Quello che non si capisce è perché ci siano dei cesenati che fanno il tifo per questa soluzione. Se le cose andassero così Cesena perderebbe la sua ultima banca. Prima Brc, poi Carisp e adesso Ccr. Le situazioni sono enormemente diverse: le prime due sono saltate, per Ccr si tratterebbe di una fusione. Però cambiano i fattori, ma il prodotto è sempre lo stesso: non ci sarà più una banca cittadina.
I problemi rischiano di essere diversi. Uno è legato al mondo produttivo. E’ arcinoto che Cesena ha un’imprenditoria molto frammentata e, soprattutto, sottocapitalizzata. Quindi le condizioni peggiori per battere cassa presso gli istituti di credito che più aumentano le dimensioni più possono essere portati ad applicare normative più stringenti.

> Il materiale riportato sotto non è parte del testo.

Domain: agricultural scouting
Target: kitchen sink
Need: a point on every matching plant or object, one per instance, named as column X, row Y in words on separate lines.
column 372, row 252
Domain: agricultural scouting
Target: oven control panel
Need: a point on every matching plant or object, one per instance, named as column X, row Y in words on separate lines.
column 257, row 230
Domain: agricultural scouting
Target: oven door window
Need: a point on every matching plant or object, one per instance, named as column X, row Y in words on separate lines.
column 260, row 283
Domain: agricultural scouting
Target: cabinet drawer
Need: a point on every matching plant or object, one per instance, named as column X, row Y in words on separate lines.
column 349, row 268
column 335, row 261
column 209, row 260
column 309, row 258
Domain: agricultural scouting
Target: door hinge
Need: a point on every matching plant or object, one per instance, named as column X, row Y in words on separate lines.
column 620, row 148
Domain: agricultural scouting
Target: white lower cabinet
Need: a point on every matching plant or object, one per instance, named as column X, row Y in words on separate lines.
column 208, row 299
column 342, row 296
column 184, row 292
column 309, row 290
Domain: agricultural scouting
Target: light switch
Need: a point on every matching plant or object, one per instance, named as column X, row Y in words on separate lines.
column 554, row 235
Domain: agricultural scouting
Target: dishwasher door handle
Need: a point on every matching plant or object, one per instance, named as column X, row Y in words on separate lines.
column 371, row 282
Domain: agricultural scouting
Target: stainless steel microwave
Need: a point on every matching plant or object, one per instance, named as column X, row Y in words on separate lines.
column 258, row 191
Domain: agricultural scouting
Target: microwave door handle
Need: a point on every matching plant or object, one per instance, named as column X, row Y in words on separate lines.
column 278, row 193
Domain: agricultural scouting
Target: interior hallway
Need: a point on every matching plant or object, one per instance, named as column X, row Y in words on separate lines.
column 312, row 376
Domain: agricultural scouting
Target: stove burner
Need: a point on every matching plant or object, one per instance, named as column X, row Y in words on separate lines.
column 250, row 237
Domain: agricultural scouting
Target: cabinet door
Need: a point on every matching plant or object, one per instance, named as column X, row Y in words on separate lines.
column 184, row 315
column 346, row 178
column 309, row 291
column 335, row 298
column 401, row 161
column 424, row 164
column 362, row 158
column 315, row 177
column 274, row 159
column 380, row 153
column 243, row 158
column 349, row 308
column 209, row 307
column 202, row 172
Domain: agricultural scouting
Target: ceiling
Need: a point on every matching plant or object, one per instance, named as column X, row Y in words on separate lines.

Nello stesso tempo però si può obiettare che era inevitabile la fusione della Ccr con le due mega Bcc che si spartiranno il mercato romagnolo delle ex Casse rurali. E’ vero, ma se il finale dovesse essere questo e quindi accelerato ci sarebbe un’enorme differenza. Un conto è trattare non alla pari, ma da una pozione di forza. Un altro è dover andare per forza verso una direzione che qualcun altro ha disegnato. Se la strada dovesse essere questa la speranza però è che si eviti che, ancora una volta, Cesena diventi una sorta di vittima sacrificale. E’ vero che gli effetti non sarebbero nemmeno lontanamente paragonabili a quelli precedenti quando a pagare pegno furono gli azionisti. Ma non fa piacere vedere che il territorio possa diventare di nuovo terra di conquista.